Marvin Zalman
Professor Of Criminal Justice, Wayne State University
Key Findings
- Some issues not addressed by the innocence paradigm need to be considered to better understand and deal with wrongful convictions.
- Police investigation should be incorporated into the correlates of wrongful conviction that should be considered by innocence advocates and scholars.
- Reasons for investigative failures that may lead to wrongful convictions include issues of funding, workloads, professional status, accountability structures and cultures of police investigators and their departments.
- The risk of leaving the innocence paradigm as is, and not considering other issues, is a stagnation that retards needed action to improve justice processes that generate inaccurate verdicts.
Description
Expanding Wrongful Analysis to Include Police Investigation,” Zalman and Larson explore the correlates and causes of wrongful convictions, advocate that the correlates include the entirety of the police investigation and discuss how causation is and should be addressed in innocence advocacy and scholarship. The authors note that there are many reasons for investigative failures that may lead to wrongful convictions, including issues of funding, workloads, professional status, accountability structures and cultures of police investigators and their departments.
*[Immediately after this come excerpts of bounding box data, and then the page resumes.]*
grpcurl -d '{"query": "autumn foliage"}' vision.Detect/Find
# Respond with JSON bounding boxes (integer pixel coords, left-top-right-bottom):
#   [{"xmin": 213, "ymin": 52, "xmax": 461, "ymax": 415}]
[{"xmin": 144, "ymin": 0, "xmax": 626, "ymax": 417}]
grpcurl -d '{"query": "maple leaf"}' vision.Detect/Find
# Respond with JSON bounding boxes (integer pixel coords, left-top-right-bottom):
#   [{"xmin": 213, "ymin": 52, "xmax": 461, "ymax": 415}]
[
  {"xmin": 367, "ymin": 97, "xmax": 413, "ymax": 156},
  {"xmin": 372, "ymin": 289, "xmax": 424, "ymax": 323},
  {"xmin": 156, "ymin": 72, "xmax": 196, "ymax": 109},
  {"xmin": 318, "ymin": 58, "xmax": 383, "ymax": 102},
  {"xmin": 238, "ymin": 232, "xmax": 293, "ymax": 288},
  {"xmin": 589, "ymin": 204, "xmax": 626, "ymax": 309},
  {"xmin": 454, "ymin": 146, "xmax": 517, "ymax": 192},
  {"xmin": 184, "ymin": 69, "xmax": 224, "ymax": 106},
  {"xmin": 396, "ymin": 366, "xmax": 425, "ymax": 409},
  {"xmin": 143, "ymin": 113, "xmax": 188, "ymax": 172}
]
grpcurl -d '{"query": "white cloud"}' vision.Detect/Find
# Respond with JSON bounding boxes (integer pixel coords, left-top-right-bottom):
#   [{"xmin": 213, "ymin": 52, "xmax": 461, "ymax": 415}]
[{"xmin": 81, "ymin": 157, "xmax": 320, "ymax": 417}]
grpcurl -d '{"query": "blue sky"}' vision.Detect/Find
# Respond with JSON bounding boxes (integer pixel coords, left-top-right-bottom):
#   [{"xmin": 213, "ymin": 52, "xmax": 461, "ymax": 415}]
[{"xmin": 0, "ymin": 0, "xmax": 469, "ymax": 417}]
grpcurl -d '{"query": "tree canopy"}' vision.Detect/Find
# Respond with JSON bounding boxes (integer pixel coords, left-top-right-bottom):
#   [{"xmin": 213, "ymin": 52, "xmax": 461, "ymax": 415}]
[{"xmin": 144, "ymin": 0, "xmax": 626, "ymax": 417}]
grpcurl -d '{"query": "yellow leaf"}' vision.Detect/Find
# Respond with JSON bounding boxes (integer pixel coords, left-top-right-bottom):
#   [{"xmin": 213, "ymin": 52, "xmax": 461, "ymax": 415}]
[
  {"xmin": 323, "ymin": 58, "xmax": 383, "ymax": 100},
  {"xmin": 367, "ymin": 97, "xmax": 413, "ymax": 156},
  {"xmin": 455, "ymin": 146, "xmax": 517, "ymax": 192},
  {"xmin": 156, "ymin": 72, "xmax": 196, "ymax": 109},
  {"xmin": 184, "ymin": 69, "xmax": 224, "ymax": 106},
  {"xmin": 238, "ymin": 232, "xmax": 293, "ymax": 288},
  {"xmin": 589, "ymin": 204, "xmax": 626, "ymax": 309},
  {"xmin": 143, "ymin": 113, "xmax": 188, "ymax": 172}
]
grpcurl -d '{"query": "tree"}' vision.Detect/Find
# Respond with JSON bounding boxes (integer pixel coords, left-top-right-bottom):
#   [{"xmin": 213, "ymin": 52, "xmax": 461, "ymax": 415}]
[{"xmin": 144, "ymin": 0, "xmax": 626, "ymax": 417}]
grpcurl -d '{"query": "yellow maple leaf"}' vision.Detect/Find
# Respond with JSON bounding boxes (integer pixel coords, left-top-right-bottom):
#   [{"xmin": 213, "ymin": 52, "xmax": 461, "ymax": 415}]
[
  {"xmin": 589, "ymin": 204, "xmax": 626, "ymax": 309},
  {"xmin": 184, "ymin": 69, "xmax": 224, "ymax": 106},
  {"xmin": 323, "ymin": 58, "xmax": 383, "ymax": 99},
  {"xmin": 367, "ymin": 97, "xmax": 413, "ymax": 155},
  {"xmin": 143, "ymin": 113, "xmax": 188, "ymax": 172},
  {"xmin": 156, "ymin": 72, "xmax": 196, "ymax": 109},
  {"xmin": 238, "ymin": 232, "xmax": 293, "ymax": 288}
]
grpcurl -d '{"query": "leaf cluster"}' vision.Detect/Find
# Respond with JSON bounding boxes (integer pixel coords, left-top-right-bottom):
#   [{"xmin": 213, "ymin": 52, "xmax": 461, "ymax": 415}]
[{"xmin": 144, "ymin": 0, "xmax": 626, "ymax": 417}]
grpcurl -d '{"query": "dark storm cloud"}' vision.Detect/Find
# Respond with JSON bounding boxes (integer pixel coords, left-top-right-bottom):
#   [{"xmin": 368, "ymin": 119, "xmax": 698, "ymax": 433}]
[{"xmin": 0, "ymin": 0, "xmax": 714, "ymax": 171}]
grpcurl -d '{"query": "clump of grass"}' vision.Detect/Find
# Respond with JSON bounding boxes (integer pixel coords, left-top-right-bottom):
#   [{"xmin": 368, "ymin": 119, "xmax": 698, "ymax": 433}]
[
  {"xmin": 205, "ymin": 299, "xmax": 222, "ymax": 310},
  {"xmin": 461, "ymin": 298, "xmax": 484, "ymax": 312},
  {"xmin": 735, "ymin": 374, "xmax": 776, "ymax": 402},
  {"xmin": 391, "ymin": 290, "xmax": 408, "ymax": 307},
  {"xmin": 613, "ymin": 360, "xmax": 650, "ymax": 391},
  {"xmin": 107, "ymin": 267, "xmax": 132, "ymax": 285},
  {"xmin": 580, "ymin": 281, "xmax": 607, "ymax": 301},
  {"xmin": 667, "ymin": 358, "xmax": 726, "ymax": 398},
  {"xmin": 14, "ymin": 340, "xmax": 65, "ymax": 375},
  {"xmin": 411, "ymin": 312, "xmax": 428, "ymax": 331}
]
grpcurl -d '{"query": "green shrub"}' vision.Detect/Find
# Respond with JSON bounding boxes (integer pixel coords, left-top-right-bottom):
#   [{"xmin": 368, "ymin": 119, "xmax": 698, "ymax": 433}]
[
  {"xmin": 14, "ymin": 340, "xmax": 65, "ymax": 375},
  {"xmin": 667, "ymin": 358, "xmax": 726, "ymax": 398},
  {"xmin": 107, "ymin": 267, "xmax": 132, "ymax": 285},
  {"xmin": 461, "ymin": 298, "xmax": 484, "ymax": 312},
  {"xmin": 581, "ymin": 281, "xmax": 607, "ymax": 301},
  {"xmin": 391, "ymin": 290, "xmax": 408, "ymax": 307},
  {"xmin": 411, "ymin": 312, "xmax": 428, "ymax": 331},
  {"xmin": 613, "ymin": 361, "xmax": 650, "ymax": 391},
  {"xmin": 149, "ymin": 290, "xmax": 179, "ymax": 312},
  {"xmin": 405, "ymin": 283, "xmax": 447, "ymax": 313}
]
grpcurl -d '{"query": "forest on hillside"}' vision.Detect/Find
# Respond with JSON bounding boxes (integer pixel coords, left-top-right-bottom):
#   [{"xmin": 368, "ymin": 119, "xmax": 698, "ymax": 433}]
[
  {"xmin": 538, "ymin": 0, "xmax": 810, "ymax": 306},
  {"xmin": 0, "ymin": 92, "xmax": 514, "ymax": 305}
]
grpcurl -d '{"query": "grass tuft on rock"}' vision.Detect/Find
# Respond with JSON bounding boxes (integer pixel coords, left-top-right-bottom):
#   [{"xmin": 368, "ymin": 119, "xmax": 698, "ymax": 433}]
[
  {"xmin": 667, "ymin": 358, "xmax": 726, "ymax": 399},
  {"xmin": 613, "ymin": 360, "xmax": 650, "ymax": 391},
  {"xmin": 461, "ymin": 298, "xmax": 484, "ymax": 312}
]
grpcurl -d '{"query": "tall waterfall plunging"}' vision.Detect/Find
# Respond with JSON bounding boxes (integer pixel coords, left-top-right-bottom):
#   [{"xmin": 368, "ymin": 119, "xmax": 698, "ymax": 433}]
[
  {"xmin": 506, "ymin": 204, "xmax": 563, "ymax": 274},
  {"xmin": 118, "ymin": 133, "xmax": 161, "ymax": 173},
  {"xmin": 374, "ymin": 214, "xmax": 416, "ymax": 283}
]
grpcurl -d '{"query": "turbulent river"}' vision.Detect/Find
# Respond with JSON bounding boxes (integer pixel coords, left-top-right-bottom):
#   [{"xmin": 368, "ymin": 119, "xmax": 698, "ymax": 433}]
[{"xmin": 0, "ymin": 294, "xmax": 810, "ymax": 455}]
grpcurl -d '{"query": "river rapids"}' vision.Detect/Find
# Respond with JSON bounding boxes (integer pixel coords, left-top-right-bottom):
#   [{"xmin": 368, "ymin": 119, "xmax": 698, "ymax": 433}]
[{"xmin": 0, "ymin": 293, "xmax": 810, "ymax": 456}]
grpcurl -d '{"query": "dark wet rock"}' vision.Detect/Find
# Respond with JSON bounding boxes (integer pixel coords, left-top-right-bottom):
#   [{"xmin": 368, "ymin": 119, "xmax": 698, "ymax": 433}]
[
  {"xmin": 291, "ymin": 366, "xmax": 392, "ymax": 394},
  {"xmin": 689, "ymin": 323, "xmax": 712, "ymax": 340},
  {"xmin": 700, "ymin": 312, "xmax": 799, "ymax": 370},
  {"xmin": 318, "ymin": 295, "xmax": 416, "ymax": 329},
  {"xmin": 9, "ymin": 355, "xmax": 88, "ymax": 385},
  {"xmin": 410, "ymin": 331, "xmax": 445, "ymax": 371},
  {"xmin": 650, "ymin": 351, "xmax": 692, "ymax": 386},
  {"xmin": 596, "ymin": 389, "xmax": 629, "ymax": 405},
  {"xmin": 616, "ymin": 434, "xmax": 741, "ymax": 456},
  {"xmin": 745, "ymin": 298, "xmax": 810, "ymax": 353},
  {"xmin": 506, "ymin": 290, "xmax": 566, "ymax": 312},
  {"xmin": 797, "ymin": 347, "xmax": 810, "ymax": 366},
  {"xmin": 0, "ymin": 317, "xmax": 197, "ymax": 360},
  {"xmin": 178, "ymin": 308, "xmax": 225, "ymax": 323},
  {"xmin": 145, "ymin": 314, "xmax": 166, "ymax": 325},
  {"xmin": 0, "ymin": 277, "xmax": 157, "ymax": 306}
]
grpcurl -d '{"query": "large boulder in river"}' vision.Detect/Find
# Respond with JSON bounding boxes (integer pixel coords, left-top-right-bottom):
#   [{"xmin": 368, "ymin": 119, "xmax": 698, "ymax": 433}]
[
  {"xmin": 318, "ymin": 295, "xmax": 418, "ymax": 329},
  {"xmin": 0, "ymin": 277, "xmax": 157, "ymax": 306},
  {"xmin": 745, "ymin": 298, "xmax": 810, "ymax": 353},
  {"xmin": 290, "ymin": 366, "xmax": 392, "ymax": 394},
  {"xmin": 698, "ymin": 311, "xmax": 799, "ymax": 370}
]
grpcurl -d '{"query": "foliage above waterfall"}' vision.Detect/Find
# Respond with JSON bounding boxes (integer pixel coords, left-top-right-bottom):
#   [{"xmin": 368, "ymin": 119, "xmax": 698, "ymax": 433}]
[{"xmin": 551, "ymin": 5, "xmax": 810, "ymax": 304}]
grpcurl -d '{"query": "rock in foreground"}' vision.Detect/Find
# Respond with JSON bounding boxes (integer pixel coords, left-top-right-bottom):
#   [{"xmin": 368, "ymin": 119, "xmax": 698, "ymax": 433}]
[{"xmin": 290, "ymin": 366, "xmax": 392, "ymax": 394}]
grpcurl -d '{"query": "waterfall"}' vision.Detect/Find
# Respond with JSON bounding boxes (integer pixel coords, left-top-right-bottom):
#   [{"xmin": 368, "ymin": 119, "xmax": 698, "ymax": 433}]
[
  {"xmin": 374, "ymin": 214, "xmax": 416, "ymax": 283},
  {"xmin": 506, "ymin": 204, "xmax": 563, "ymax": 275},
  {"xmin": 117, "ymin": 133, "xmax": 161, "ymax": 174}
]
Rather than building on existing studies that seek to improve verdict accuracy by correcting specific criminal justice and legal process errors, Zalman and Larson seek to view the entirety of police investigation as a potential course of wrongful convictions by focusing on whether investigators may fail to discover that the crime was committed by a serial criminal and not the suspect, who does not fit the serial criminal profile. The authors analyze a batch of wrongful conviction cases that originated with serial offenders’ crimes and conclude that innocence activists and scholars focus on crime investigation in its entirety, and not just its parts, and conclude that the risk of leaving the innocence paradigm as is, and not considering other issues, is a stagnation that retards needed action to improve justice processes that generate inaccurate verdicts.